Leading Irish trainer Charles Byrnes banned for six months after one of his horses was ‘nobbled’ with a sedative at Tramore racecourse
- Viking Hoard was found to have tested positive for a sedative following the race
- A lay bet risking €34,889 to win €3,200 was placed on Viking Hoard in 2018
- Viking Hoard was pulled up after jumping six hurdles in the race at Tramore
Charles Byrnes, one of Ireland’s most experienced trainers and a three-time Cheltenham Festival winner, has been banned from training for six months after one of his horses was ‘nobbled’ with a sedative.
A hearing of the Irish Horseracing Regulatory Board was told betting patterns surrounding Viking Hoard, who was pulled up in a handicap hurdle at Tramore racecourse on October 18, 2018, showed a possible link to ‘an individual based in a distant part of the world associated with match-fixing’.
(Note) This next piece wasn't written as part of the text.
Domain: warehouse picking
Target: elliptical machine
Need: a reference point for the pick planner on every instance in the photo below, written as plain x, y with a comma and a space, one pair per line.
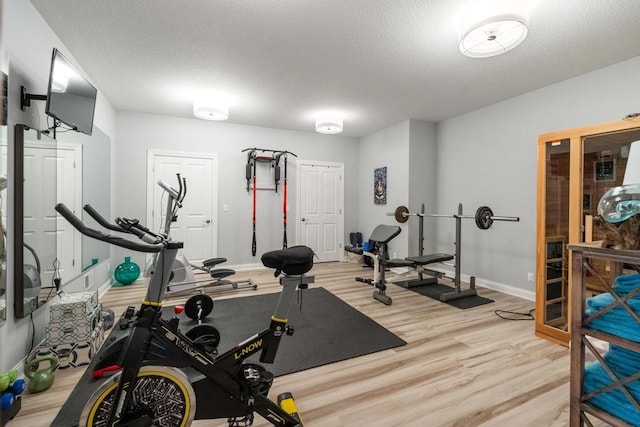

Viking Hoard, who drifted in the betting from 4-1 to 8-1 before the race, received reminders from jockey Kevin Brouder within a few strides of the start.
Charles Byrnes (pictured at Royal Ascot in 2014) had his licence suspended for six months
A lay bet risking €34,889 to win €3,200 demonstrated a degree of confidence the bet would be successful, according to the committee — who were also told of two other races involving Viking Hoard where similar bets were placed. Viking Hoard was pulled up after jumping six hurdles. Post-race examination showed he had a ‘slow heart rate’ and he later tested positive for acepromazine, a fast-acting tranquiliser.
Lynn Hillyer, IHRB chief veterinary officer and head of anti-doping, told the hearing that the evidence showed that Viking Hoard was ‘subject to a dangerous degree of sedation during the race, which was masked until the rider was required to ask the gelding for an early effort’.
In Dr Hillyer’s opinion the betting patterns were not coincidental, and she concluded that the evidence demonstrated Viking Hoard was ‘nobbled’ before the race.
The committee decided that, although there was no evidence linking Byrnes to the bets or the administration of the ACP, he had been negligent in his trainer duties.
Viking Hoard was twice briefly left unaccompanied at the racecourse, which offered time windows that ‘facilitated what was clearly organised pre-race doping’. Byrnes has told the IHRB he intends to appeal against the decision.